TANGERANG SELATAN, Cobisnis.com – Angka pengangguran dan kemiskinan di Indonesia masih sangat memprihatikan. Hal ini sangat ironi dibandingkan dengan sederet negara maju lain di dunia yang pertumbuhan penduduknya minus, namun justru kekurangan banyak tenaga kerja. Jepang, contohnya. Saat ini Negeri Sakura butuh 345.000 tenaga kerja terampil (specified skilled worker).

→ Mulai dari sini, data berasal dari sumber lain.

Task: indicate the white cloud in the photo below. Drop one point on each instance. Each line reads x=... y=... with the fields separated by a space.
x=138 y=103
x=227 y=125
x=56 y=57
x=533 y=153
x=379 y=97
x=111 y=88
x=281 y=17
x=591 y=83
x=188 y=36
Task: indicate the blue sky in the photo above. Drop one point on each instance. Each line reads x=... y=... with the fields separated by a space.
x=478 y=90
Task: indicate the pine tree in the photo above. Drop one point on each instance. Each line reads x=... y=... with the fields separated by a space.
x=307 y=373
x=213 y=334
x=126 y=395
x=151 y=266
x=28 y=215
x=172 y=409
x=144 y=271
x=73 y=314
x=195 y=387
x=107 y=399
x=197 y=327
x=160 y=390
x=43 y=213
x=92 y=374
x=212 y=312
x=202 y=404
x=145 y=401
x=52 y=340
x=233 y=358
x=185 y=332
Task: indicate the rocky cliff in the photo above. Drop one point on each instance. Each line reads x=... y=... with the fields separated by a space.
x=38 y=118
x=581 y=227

Berangkat dari keresahan ini, PT Nanotech Indonesia Global Tbk (NANO) berjuang bersama Yayasan Sahabat Wakaf Indonesia (SWI) melalui Program Pemuda Mandiri dengan konsep memberdayakan pemuda dhuafa bekerja di Jepang.

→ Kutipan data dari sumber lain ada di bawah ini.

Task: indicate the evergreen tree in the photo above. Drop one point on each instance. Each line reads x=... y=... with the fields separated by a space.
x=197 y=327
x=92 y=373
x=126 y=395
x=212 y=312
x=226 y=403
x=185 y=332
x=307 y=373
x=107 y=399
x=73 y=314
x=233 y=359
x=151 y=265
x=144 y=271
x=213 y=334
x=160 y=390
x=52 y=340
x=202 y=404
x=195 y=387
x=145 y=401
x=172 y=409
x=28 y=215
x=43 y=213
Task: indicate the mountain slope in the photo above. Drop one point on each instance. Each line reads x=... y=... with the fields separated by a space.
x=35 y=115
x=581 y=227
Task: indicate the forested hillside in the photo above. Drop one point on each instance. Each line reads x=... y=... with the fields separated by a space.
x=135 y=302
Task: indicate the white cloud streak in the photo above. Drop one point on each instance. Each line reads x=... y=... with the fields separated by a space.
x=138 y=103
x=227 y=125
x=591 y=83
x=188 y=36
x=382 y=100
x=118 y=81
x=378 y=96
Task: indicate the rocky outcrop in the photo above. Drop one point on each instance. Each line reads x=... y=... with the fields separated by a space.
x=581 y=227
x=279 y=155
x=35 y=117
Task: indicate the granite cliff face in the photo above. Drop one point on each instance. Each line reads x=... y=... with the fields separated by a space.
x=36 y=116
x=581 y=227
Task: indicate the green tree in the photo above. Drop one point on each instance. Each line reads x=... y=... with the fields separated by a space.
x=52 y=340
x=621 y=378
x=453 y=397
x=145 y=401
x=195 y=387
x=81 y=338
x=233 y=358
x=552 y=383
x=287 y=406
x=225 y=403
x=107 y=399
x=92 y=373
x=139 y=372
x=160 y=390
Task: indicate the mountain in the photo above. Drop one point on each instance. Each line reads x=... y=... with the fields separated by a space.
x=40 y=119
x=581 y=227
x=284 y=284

“Program Pemuda Mandiri adalah upaya kami melihat kondisi Indonesia yang memiliki 275 juta penduduk. Tahun 2021, jumlah pengangguran mencapai 9 juta orang. Untuk itu, kami ingin berkontribusi bagi negara dan bangsa,” kata Ahmad Zaky Arief Bestari, Ketua Yayasan Sahabat Wakaf Indonesia, belum lama ini saat jumpa media di gedung Nanoplex, kawasan Puspitek, Tangerang Selatan.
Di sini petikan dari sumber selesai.